Montó en su escoba y
aceleró cuanto pudo.
XIII
—Bruja… Conocí a una mujer.
—¡……………….!
—Tenías razón, las mujeres son
realmente hermosas.
—……………….
—Como ángeles.
—……………….
—Perdóname
—……………..
—De todas maneras fue maravilloso conocerte.
—…………….
—Eres una bruja increíble.
—…………….
—Lo siento de veras.
—Más lo va a sentir ella
contestó la Bruja
y se alejó suspirando.
XIV
—¿Quién eres?
—Yo, la Bruja. ¿Y tú?
—Yo, el Ángel. Pareces una mujer pero…
¡eres tan fea!
—Yo también fui mujer y fui linda
dijo suspirando la Bruja.
—¿Y qué te pasó? ¿Cómo pudiste llegar a esto?
—Ocurrió hace mucho tiempo, la primera vez
que me topé con un ángel.
Dijo la Bruja y se
alejó en su escoba musitando una cancioncilla
sobre las estaciones del año.
XV
—¿Quién eres tú, que tanto reniegas
de tu existencia, cuando hasta la
criatura más humilde agradece el aliento
que le ha sido dado?
—Yo soy la Bruja. ¿Y tú?
—Yo, el Ángel.
—¿Y ahora que tengo cien años es que
te me apareces?
Dijo furiosa la Bruja
mientras montaba en su escoba.
El Ángel no respondió. Batió alas
hasta alcanzarla y juntos se fueron,
volando él
cabalgando ella
en el espacio.
ACOTACIONES AL MARGEN DE UNA FOTOGRAFÍA
¿Recuerdas, Aleida, el cuento de la foto de la rana?
No sabíamos entonces que éramos felices, cuando
en la foto verdadera tú, Wendy y Maricela
exponían sus rostros más amables. El tiempo dora
y hermosea las imágenes, pero sé, estoy segura,
que formábamos un buen piquete en las asambleas.
No éramos agradables con nuestros detractores,
no tuvimos clemencia. Será por ello que jamás podrán olvidarnos,
aunque junto al recuerdo depositen un poquito de hiel.
Pero ahí está la foto: Maricela, tú y Wendy
vencedoras de la hojarasca que ahora nos hace danzar
tan distantes una de otra.
El sol les da en la cara y Wendy engurruña la nariz
hasta perder los ojos.
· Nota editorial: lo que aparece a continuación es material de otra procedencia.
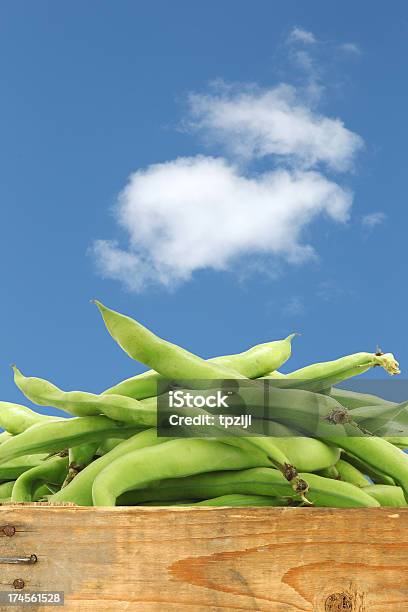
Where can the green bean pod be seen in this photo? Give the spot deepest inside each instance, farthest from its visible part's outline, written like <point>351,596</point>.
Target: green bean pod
<point>329,472</point>
<point>354,399</point>
<point>375,475</point>
<point>305,454</point>
<point>4,435</point>
<point>107,445</point>
<point>15,418</point>
<point>344,368</point>
<point>400,441</point>
<point>257,481</point>
<point>380,454</point>
<point>79,490</point>
<point>383,420</point>
<point>252,363</point>
<point>349,473</point>
<point>80,403</point>
<point>387,495</point>
<point>53,470</point>
<point>236,500</point>
<point>6,489</point>
<point>79,457</point>
<point>169,360</point>
<point>179,458</point>
<point>10,470</point>
<point>61,434</point>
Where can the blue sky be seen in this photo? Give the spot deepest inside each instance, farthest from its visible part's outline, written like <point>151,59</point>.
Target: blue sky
<point>94,92</point>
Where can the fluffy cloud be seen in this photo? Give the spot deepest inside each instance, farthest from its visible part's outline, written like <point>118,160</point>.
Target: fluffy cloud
<point>201,212</point>
<point>371,220</point>
<point>302,36</point>
<point>351,48</point>
<point>274,122</point>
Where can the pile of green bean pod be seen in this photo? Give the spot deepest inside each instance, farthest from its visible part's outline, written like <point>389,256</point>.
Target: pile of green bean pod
<point>320,445</point>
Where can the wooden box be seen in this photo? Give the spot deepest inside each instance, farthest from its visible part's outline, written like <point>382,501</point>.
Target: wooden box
<point>286,559</point>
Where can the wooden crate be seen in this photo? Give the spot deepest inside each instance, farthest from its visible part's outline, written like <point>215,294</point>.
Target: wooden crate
<point>289,559</point>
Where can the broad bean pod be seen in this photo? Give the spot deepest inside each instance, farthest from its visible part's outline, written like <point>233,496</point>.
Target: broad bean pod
<point>10,470</point>
<point>6,489</point>
<point>53,470</point>
<point>349,473</point>
<point>252,363</point>
<point>61,434</point>
<point>375,475</point>
<point>333,372</point>
<point>387,495</point>
<point>79,490</point>
<point>169,360</point>
<point>256,481</point>
<point>305,454</point>
<point>236,500</point>
<point>378,453</point>
<point>79,457</point>
<point>15,418</point>
<point>354,399</point>
<point>175,458</point>
<point>81,403</point>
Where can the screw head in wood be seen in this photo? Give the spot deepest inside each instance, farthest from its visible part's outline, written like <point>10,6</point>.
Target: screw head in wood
<point>18,583</point>
<point>9,530</point>
<point>337,602</point>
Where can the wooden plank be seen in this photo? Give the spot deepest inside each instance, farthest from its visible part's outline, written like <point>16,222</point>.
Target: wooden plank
<point>283,559</point>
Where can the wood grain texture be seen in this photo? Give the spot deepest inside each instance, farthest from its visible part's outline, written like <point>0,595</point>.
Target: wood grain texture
<point>283,559</point>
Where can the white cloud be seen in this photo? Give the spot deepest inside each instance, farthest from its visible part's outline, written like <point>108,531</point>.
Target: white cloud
<point>351,48</point>
<point>201,212</point>
<point>371,220</point>
<point>253,123</point>
<point>302,36</point>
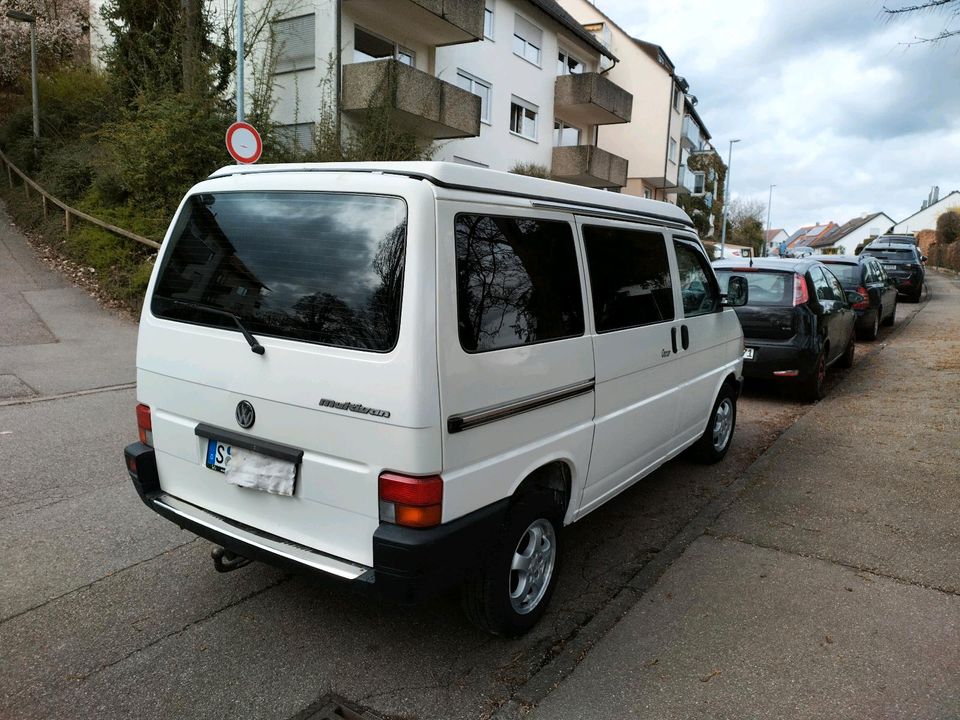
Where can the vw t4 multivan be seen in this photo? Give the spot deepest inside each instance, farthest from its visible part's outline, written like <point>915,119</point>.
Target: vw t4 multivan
<point>413,375</point>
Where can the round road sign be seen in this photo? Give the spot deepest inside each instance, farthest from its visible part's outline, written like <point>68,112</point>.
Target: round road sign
<point>243,143</point>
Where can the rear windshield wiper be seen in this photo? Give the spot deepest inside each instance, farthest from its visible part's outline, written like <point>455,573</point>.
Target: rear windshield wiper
<point>248,336</point>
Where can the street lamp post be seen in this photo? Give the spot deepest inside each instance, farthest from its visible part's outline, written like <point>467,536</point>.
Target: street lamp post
<point>726,199</point>
<point>26,17</point>
<point>766,238</point>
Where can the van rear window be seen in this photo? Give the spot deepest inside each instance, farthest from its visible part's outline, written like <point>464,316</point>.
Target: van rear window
<point>324,268</point>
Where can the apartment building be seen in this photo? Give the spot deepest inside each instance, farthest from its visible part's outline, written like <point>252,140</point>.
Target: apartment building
<point>375,55</point>
<point>662,124</point>
<point>545,96</point>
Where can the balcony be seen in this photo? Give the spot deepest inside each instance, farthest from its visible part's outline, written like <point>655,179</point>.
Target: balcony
<point>418,102</point>
<point>432,22</point>
<point>590,166</point>
<point>583,99</point>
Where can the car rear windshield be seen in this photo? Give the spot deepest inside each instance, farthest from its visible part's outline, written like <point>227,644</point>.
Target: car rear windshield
<point>766,287</point>
<point>848,275</point>
<point>323,268</point>
<point>905,254</point>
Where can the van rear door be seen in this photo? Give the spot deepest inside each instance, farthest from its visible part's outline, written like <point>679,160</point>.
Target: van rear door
<point>321,278</point>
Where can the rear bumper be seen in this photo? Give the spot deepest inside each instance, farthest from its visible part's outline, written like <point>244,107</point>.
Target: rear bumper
<point>409,564</point>
<point>771,358</point>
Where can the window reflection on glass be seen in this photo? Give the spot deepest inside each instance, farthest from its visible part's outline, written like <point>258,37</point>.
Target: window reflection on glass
<point>325,268</point>
<point>517,282</point>
<point>629,277</point>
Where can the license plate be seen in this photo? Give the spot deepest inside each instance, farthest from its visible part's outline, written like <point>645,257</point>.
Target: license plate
<point>218,455</point>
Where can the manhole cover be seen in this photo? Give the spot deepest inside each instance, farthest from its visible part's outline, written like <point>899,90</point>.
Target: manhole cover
<point>334,707</point>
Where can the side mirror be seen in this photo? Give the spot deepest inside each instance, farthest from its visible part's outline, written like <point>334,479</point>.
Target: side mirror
<point>738,292</point>
<point>853,297</point>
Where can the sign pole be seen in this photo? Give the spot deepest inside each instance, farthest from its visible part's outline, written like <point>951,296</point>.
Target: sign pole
<point>239,60</point>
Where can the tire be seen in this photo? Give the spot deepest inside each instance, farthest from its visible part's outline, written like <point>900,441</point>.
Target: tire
<point>893,315</point>
<point>715,441</point>
<point>871,332</point>
<point>846,360</point>
<point>812,387</point>
<point>511,590</point>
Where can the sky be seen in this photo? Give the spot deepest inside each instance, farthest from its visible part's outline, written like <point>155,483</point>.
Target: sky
<point>830,99</point>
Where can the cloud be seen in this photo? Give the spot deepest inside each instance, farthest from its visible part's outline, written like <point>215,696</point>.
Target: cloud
<point>832,103</point>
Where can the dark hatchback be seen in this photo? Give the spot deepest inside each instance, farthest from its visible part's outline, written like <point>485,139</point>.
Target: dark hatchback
<point>902,262</point>
<point>865,274</point>
<point>797,322</point>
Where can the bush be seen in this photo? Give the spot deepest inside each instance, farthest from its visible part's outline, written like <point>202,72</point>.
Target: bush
<point>160,148</point>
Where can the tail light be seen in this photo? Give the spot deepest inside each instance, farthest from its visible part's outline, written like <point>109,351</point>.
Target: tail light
<point>145,424</point>
<point>411,501</point>
<point>866,299</point>
<point>800,294</point>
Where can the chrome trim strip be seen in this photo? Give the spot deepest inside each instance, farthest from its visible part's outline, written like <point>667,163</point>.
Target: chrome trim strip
<point>467,420</point>
<point>287,550</point>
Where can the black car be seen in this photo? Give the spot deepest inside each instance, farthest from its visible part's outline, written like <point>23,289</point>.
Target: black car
<point>903,262</point>
<point>865,274</point>
<point>798,320</point>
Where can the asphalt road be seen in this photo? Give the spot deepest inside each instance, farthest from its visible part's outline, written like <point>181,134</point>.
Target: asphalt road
<point>107,610</point>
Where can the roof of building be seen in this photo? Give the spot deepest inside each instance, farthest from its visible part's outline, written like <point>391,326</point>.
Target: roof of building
<point>808,235</point>
<point>553,9</point>
<point>841,231</point>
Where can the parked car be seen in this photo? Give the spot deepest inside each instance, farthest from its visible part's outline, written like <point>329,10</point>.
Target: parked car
<point>902,262</point>
<point>865,274</point>
<point>797,322</point>
<point>413,375</point>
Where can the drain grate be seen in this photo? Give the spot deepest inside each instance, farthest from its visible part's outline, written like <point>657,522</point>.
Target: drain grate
<point>334,707</point>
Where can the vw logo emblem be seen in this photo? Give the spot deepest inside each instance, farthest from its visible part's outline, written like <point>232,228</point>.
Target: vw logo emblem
<point>245,414</point>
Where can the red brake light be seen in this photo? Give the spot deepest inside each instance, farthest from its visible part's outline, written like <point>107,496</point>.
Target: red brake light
<point>145,424</point>
<point>866,299</point>
<point>800,294</point>
<point>411,501</point>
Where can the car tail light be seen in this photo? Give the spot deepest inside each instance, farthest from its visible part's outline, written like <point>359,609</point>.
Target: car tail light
<point>145,424</point>
<point>866,299</point>
<point>411,501</point>
<point>800,294</point>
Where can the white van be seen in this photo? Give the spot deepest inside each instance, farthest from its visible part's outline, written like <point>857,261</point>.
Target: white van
<point>412,375</point>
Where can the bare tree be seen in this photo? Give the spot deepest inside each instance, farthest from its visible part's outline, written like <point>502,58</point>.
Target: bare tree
<point>949,8</point>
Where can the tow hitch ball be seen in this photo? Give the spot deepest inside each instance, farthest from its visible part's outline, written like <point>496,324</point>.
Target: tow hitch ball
<point>226,561</point>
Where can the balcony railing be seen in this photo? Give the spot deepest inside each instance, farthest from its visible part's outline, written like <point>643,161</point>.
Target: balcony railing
<point>432,22</point>
<point>589,165</point>
<point>583,99</point>
<point>417,101</point>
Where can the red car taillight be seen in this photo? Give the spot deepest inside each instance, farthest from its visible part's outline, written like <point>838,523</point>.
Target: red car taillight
<point>866,299</point>
<point>800,294</point>
<point>411,501</point>
<point>145,424</point>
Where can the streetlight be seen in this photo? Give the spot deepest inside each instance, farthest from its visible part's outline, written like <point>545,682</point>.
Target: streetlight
<point>726,198</point>
<point>766,238</point>
<point>32,19</point>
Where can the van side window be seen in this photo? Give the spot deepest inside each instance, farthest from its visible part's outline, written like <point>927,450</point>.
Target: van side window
<point>698,288</point>
<point>629,277</point>
<point>517,282</point>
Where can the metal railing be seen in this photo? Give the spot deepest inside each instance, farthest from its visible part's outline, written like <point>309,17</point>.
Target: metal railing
<point>69,213</point>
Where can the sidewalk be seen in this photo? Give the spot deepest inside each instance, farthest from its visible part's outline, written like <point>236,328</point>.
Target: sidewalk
<point>831,587</point>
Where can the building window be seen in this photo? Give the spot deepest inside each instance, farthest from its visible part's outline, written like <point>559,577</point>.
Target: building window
<point>296,43</point>
<point>568,65</point>
<point>565,135</point>
<point>479,87</point>
<point>367,46</point>
<point>527,40</point>
<point>523,118</point>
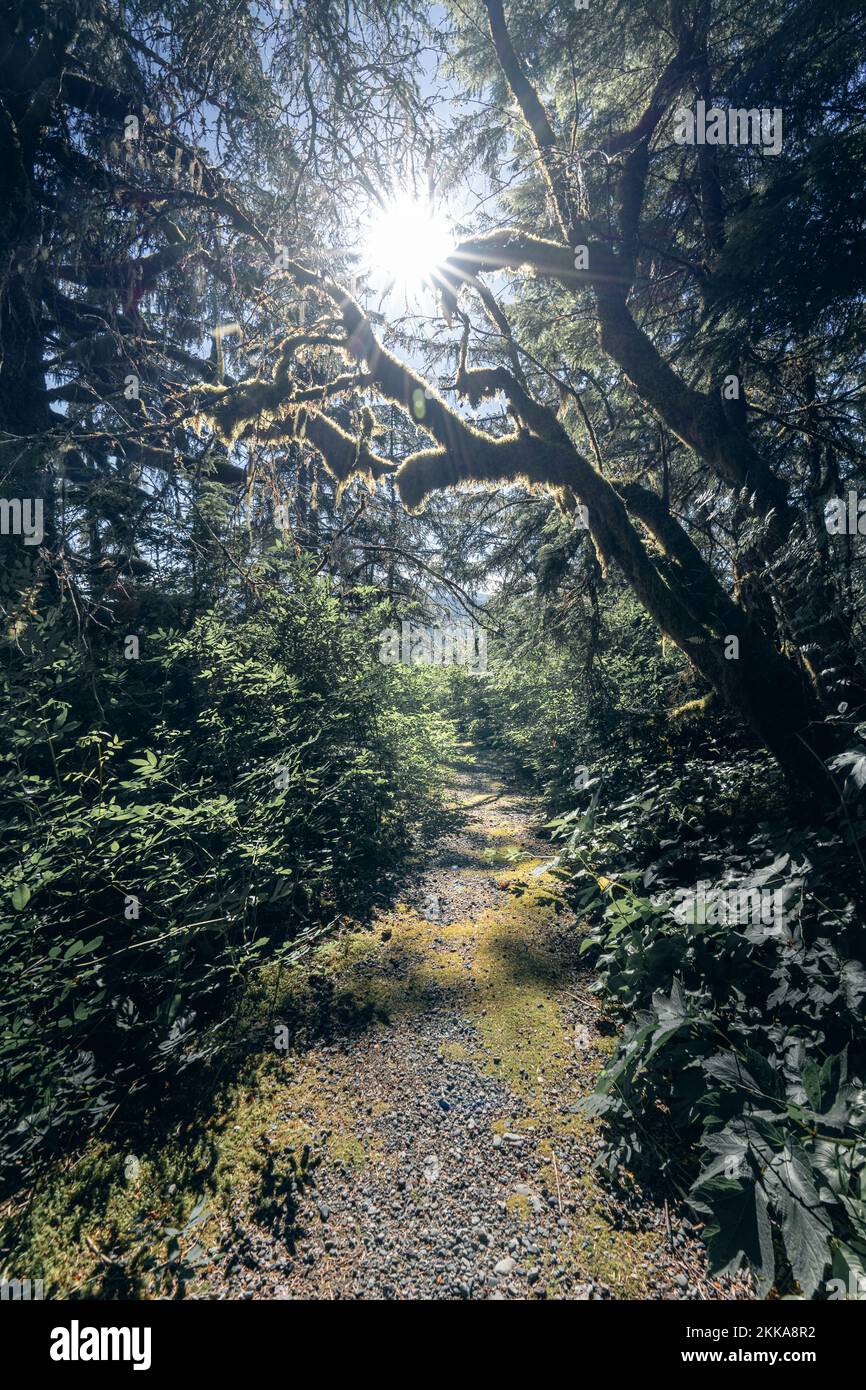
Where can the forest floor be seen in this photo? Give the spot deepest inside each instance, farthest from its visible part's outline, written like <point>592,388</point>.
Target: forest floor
<point>442,1111</point>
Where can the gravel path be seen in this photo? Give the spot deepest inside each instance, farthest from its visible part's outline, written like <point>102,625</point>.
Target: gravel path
<point>455,1161</point>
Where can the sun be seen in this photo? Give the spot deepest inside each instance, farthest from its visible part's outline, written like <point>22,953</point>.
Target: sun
<point>406,242</point>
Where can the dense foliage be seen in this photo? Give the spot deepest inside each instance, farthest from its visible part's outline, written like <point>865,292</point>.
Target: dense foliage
<point>610,430</point>
<point>173,822</point>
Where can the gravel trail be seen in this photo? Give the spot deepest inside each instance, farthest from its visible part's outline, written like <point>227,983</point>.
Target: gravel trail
<point>455,1159</point>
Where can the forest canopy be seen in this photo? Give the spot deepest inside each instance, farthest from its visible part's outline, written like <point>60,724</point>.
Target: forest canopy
<point>323,317</point>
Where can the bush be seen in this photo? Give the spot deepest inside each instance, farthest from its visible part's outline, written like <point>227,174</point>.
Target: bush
<point>741,1072</point>
<point>173,822</point>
Maricela toma prestado el rostro
de su madre, perdida en la visión de los gitanos
que en caravana cruzan por su niñez, y tú,
como en el cuento atorrante de la rana, no sabes
de qué modo esconder la alegría kilométrica,
para la cual un solo rostro no es suficiente.
Cuida más bien, Aleida, de que no encuentre riendas
esa risa, amiga inseparable de tus orejas.